Environmentalists To Sue Over Bell Bowl Prairie, Home Of Endangered Rusty Patched Bumblebee
“The fight to preserve Bell Bowl Prairie in Rockford, where federally endangered rusty patched bumblebees have been found, ramped up this week, with environmentalists saying they intend to return to federal court,” reports the Tribune.
First Class Stamps Now Sixty-Three Cents
“The cost of a first-class ‘Forever’ stamp jumped to sixty-three cents from sixty cents,” reports the Sun-Times. “The last increase was just six months ago, when the cost increased… from fifty-eight cents.”
No CTA Fare Hikes In Budget
“The Chicago Transit Authority’s board of directors approved a $1.8 billion operating budget for 2023… that avoids fare hikes and aims to address customer concerns,” reports the Sun-Times. “The 2023 budget will also maintain its discounted passes in hopes of bringing riders back. This includes one-day passes ($5), three-day passes ($15), seven-day passes ($20) and thirty-day passes ($75).”

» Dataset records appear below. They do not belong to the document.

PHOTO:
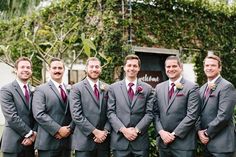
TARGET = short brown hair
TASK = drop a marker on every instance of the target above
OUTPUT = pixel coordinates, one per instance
(22, 59)
(215, 57)
(132, 56)
(175, 58)
(92, 59)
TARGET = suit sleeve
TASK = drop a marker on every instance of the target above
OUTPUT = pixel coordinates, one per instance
(111, 111)
(77, 112)
(193, 107)
(148, 117)
(40, 113)
(157, 122)
(10, 113)
(225, 111)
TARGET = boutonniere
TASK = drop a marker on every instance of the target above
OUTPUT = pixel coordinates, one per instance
(140, 89)
(212, 86)
(103, 87)
(32, 89)
(68, 87)
(179, 85)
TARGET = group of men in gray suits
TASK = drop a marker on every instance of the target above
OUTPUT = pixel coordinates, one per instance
(95, 117)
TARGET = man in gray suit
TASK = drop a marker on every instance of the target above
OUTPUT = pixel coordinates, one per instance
(215, 126)
(88, 103)
(51, 111)
(15, 98)
(130, 105)
(177, 104)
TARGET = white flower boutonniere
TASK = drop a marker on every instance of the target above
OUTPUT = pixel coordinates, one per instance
(32, 89)
(179, 85)
(212, 86)
(140, 89)
(103, 87)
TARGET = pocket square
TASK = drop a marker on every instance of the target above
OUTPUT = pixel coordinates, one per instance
(140, 97)
(105, 97)
(180, 94)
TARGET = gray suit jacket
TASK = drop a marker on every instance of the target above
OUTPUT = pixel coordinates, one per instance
(123, 113)
(51, 113)
(217, 116)
(88, 113)
(18, 116)
(178, 114)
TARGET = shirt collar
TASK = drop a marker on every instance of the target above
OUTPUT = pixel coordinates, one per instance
(58, 84)
(134, 82)
(177, 81)
(214, 80)
(21, 84)
(92, 83)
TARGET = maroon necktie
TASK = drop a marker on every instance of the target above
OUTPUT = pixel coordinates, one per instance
(171, 91)
(26, 94)
(63, 94)
(130, 91)
(96, 92)
(207, 92)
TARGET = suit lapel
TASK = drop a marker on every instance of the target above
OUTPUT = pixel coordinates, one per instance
(175, 93)
(124, 91)
(136, 93)
(20, 92)
(55, 90)
(90, 90)
(101, 95)
(31, 95)
(205, 100)
(66, 104)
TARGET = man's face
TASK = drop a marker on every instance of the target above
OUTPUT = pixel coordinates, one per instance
(56, 71)
(93, 70)
(24, 71)
(211, 68)
(173, 69)
(131, 68)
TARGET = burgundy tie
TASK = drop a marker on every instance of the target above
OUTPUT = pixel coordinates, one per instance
(171, 91)
(63, 94)
(130, 91)
(96, 92)
(27, 97)
(207, 92)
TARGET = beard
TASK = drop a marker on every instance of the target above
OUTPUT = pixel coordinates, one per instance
(93, 76)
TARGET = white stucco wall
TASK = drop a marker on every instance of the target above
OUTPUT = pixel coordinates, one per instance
(188, 72)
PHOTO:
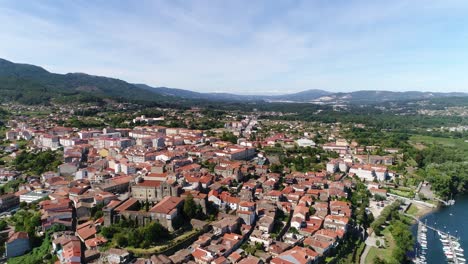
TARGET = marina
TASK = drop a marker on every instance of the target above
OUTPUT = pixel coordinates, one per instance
(441, 235)
(451, 247)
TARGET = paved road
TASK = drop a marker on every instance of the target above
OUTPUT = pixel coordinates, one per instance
(364, 254)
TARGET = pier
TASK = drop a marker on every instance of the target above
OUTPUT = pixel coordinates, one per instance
(455, 258)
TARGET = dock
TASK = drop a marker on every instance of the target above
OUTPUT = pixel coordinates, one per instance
(450, 238)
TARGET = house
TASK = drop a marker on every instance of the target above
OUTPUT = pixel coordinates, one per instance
(17, 244)
(71, 252)
(154, 191)
(250, 260)
(227, 224)
(305, 142)
(246, 212)
(203, 256)
(8, 201)
(117, 256)
(296, 255)
(378, 192)
(167, 210)
(336, 222)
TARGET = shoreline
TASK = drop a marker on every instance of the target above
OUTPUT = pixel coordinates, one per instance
(423, 211)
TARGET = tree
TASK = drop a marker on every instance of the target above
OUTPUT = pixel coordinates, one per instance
(3, 225)
(190, 207)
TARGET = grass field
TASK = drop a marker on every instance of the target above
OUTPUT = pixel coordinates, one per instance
(383, 253)
(455, 143)
(413, 210)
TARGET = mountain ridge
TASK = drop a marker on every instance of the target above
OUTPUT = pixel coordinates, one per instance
(29, 83)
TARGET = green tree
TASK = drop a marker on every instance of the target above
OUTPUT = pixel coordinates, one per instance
(190, 207)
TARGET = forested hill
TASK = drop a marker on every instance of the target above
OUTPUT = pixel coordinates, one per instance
(31, 84)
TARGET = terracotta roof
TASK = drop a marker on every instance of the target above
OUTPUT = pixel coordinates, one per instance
(168, 204)
(17, 235)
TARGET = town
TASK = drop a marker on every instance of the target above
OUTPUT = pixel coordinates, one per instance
(251, 191)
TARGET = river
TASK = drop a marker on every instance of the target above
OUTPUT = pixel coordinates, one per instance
(451, 219)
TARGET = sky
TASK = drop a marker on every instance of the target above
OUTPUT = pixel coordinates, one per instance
(247, 47)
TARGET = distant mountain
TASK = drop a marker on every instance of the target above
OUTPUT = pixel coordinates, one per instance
(31, 84)
(34, 85)
(303, 96)
(383, 96)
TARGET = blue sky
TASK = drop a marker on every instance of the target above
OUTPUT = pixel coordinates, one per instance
(247, 47)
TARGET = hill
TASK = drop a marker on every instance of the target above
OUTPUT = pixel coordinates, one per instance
(30, 84)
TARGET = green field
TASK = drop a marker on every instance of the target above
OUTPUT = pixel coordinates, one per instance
(453, 143)
(383, 253)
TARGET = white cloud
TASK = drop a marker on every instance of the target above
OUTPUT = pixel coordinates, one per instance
(239, 46)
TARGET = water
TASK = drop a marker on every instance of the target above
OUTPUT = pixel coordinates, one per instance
(451, 219)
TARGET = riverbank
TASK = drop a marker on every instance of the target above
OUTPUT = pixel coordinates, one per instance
(420, 211)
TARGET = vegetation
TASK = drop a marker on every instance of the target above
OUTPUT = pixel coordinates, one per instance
(40, 254)
(37, 163)
(127, 233)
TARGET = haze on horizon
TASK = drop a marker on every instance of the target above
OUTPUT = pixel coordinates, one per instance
(247, 47)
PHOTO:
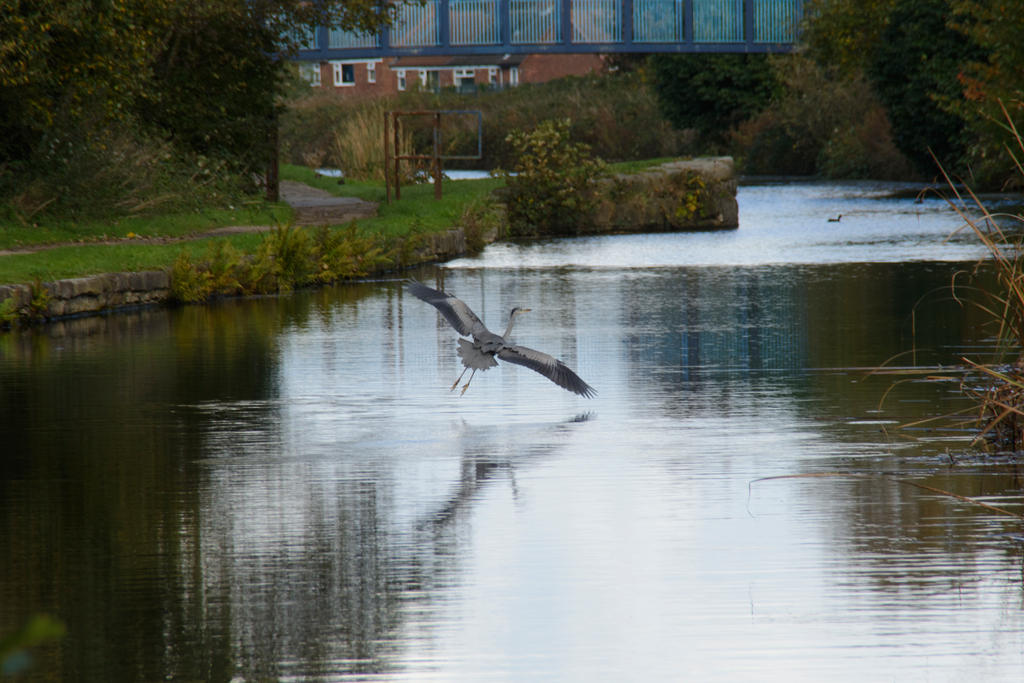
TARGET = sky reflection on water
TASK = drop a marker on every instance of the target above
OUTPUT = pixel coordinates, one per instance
(286, 488)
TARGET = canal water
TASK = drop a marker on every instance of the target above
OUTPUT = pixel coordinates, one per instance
(285, 488)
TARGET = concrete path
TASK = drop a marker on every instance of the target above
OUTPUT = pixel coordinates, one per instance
(316, 207)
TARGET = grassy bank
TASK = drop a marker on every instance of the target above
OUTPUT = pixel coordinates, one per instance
(154, 243)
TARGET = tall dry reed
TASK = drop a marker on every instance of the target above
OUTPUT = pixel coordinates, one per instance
(999, 389)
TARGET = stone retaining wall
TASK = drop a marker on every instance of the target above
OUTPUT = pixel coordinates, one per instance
(696, 194)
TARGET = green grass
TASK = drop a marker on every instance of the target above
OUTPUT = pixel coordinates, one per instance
(14, 235)
(417, 212)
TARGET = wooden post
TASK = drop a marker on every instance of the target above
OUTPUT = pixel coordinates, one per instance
(387, 161)
(273, 168)
(397, 175)
(437, 156)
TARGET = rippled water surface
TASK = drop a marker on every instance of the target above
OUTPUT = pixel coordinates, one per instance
(286, 488)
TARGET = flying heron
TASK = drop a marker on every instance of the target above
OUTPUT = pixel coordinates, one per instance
(479, 353)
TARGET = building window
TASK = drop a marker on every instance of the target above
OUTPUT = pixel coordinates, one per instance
(465, 79)
(309, 71)
(343, 74)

CTA Security Clears Out Jefferson Park Blue Line Station
“For at least two years, people experiencing homelessness have used the heated bus shelters at the Jefferson Park Transit Center, 4917 North Milwaukee, as a respite from the frigid winter temperatures.” These people have recently been cleared out by CTA security teams, reports Block Club Chicago.
Megabus Returns
“In partnership with Miller Transportation, the Megabus will connect Chicago with twenty-three cities, including Indianapolis, Louisville and Columbus,” reports CBS 2. “Tickets on most routes are $17.50 one way, but we found a fare from Chicago to Gary for only one dollar.”